Her eyebrows went up.

“I don’t get you,” she said. “Who circulated it?”

“You did, for one,” he told her. “And he did, for another. I may be failing, what with increasing age and all, but I’m not more than half blind yet. Have you been to your mother with this piece of news?”

“I came to you first. I—I”—for the first time she faltered an instant—“I figured you might be able to get the correct slant a little quicker than she would. This is only the curtain-raiser. I’m saving the big scene with the melodramatic touches for her. I have a feeling that she may be just a trifle difficult. So I picked on something easy to begin with.”

“I see,” he said. “Kind of an undress rehearsal, eh?” He held her off at arm’s length from him, studying her face hungrily. “But what’s the reason your young man didn’t come along with you or ahead of you, in fact? In my time it generally was the young man that brought the message to Garcia.”

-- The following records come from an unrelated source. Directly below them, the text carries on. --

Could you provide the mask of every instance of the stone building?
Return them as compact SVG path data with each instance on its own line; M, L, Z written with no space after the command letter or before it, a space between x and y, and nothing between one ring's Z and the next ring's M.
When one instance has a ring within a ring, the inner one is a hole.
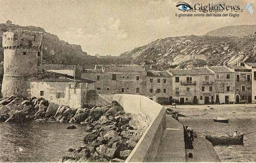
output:
M54 72L70 76L75 76L78 78L81 78L82 71L83 70L83 67L79 65L45 64L43 66L48 72Z
M74 79L71 76L47 72L42 76L28 79L31 96L43 97L51 102L80 107L85 104L89 90L95 90L94 82L85 79Z
M96 65L95 72L92 70L83 72L82 78L95 80L99 76L96 84L98 90L117 90L118 93L144 94L146 89L147 72L143 68L136 65ZM102 73L102 70L103 73ZM93 73L93 74L91 74ZM89 78L91 76L91 78Z
M245 63L245 66L252 70L252 102L256 103L256 63Z
M36 76L42 64L41 32L8 31L3 33L4 78L2 92L4 97L13 94L29 96L26 78Z
M235 72L235 101L236 103L252 102L252 69L240 65L227 65Z
M232 103L235 100L234 71L224 66L208 68L214 73L215 103Z
M144 96L160 104L169 104L173 96L172 76L167 71L147 72L146 83Z
M214 74L207 68L169 70L172 76L173 98L180 104L214 101Z

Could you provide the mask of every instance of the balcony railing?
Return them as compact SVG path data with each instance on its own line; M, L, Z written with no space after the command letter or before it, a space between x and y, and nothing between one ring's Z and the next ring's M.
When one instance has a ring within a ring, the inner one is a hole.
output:
M180 85L195 85L196 82L192 81L187 81L187 82L182 82L182 81L180 81Z
M203 82L203 84L205 85L212 85L214 83L213 82Z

“He wanted to come—he wasn’t scared. I wouldn’t let him. I told him I’d been knowing you longer than he had and I could handle the job better by myself. Well, that’s your cue. What’s it going to be, daddy—the glad hand of approval and the parental bless you, my children, bless you, or a little line of that go-forth-ungrateful-hussy-and-never-darken-my-doors-again stuff? Only, we’re a trifle shy on doors around here.”

He drew her to him and spoke downward at the top of her cropped head, she snuggling her face with a quick nervous little jerk against his wool-clad breast.

“Baby,” he said, “when all’s said and done, the whole thing’s up to you, way I look at it. I don’t suppose there ever was a man who really loved his daughter but what he figured that, taking one thing with another, she was too good for any man on earth. No matter who the lucky candidate is he says to himself: ‘Well, if I have to have a son-in-law I suppose maybe you’ll do, but alongside of her you’re a total loss.’ That’s what any father who’s worth his salt is bound to think. And that’s what I’d still think no matter who you picked out. I’m not saying now what sort of a husband I’d try to pick out for you if the choice had been left to me. I’d probably want to keep you an old maid so’s I could have you around and then I’d secretly despise myself for doing it, too. What I’m saying is this: If you’re certain you know your own mind and if you’ve decided that this boy is the boy you want, why what more is there for me to do except maybe to ask you just one or two small questions?”

“Shoot!” she bade, without looking up, but her arms hugged him a little tighter. “Probably one of the nicest old meal-tickets in the world,” she added, confidentially addressing the top buttonhole of his sweater.

“Has it by any chance entered into your calculations at this early stage of the game, how you are going to live—you two? Or where? Or, if I may be so bold, what on?”